Ya casi nadie se preocupa por la «juntamenta» de los hijos (palabra mágica inventada por los abuelos para definir la calidad de las amistades) y pocos por vigilar qué se lleva en los bolsillos al salir a la calle, en una edad que todos nos hemos querido comer el mundo, mientras un cigarrillo o una cerveza son el símbolo más evidente de una falsa hombría o de una incipiente adultez.

Asusta. De verdad que asustan algunos tintes con que el comportamiento agresivo juvenil se pinta por estos tiempos.
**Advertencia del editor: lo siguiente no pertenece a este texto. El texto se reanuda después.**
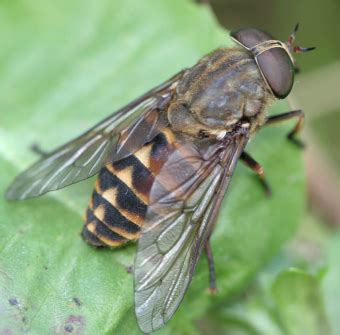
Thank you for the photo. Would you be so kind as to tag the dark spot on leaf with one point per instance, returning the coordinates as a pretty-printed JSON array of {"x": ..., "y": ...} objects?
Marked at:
[
  {"x": 77, "y": 301},
  {"x": 74, "y": 324},
  {"x": 14, "y": 302},
  {"x": 129, "y": 269}
]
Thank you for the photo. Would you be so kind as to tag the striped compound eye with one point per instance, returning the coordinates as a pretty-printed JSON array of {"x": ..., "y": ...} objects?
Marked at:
[{"x": 273, "y": 58}]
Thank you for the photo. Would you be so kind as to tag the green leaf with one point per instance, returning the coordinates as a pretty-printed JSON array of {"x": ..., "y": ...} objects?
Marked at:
[
  {"x": 300, "y": 304},
  {"x": 331, "y": 281},
  {"x": 64, "y": 66},
  {"x": 294, "y": 305}
]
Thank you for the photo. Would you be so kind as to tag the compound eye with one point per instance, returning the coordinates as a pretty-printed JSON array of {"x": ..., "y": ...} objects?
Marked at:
[
  {"x": 249, "y": 37},
  {"x": 275, "y": 64},
  {"x": 278, "y": 70}
]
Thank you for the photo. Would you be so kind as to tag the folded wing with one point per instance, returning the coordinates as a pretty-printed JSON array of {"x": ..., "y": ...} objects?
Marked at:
[{"x": 185, "y": 199}]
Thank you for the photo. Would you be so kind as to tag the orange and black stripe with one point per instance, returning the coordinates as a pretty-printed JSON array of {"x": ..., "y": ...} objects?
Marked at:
[{"x": 119, "y": 202}]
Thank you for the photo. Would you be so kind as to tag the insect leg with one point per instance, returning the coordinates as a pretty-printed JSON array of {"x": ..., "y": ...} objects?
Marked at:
[
  {"x": 212, "y": 278},
  {"x": 286, "y": 117},
  {"x": 37, "y": 150},
  {"x": 258, "y": 169}
]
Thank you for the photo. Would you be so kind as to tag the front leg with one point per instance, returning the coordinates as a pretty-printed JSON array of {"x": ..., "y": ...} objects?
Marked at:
[
  {"x": 286, "y": 117},
  {"x": 258, "y": 169},
  {"x": 211, "y": 264}
]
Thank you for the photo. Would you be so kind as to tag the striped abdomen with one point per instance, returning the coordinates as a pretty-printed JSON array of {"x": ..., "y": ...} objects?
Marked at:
[{"x": 120, "y": 199}]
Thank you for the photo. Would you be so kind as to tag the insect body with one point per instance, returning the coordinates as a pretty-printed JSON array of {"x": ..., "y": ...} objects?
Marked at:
[{"x": 165, "y": 162}]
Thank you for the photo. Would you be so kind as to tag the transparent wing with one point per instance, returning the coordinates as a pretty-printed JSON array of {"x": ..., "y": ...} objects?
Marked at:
[
  {"x": 116, "y": 137},
  {"x": 184, "y": 201}
]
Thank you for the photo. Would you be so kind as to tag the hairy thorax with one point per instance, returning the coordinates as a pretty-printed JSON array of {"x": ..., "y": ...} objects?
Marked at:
[{"x": 222, "y": 89}]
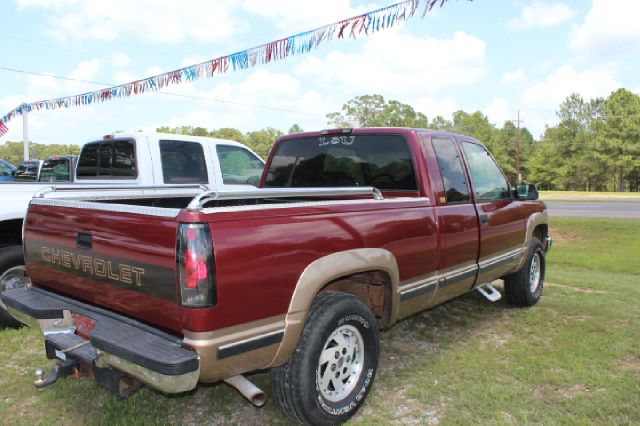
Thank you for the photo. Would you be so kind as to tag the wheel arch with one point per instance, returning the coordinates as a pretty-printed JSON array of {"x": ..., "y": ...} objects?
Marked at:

Y no creo que sea un fenómeno solamente de Cuba, sino hijo bastardo de esa terrible modernidad que, en lugar de ennoblecer los sentimientos humanos a partir del desarrollo de la inteligencia, los encartona con el mal uso de las llamadas nuevas tecnologías y la ausencia de una tutela familiar efectiva, si la vida de hoy no da tiempo (o es la justificación para no querer darle tiempo) al cultivo de una invisible planta, imprescindible en cada hogar, clasificada por los biólogos del espíritu como la de los afectos duraderos.

Razón suficiente para llamar a una purificación familiar, en sus esencias, del buen discernimiento, desde esa pócima salvadora del cariño que no riña con la rectitud y el decoro. Mientras, la escuela tiene que volver a ser el candelero donde no se enfríen esas primeras lumbres y el entorno social el elemento regulador, debidamente ajustado que, con justicia y tino, establezca una imprescindible disciplina.

Digo que soy un tipo tan pacífico rayano en la cobardía, según los estereotipos sociales. Por eso me pregunto si será preferible el bendito puñetazo, pues convivir con alguna violencia, cuando de canalizar la impotencia o la injusticia se trata, podrá antojarse como una salida pertinente, más siempre nos pondrá de espaldas a la condición humana. También resultará imperdonable  el acto de blandir esa filosa hoja que nos descuartiza, sobre todo, el sentido civilizado que debiera sustentarnos y del cual todos llevamos un pedazo dentro.

A decir verdad, existe un arma mucho más efectiva. Prefiero llamarla herramienta por lo que de restauradora tiene. Esa que debiera ser la única mediadora en el desacuerdo de los amigos, la pareja, la familia o el barrio, del juego de béisbol o los conflictos entre naciones: la palabra, un árbitro lleno de misterio que suena su silbato según la justeza con que soples, breve átomo del alma humana capaz de encender las más grandes olimpiadas de la fraternidad, donde todos, de alguna manera, resultaríamos medallistas si la usáramos, más a menudo, para saldar nuestras diferencias.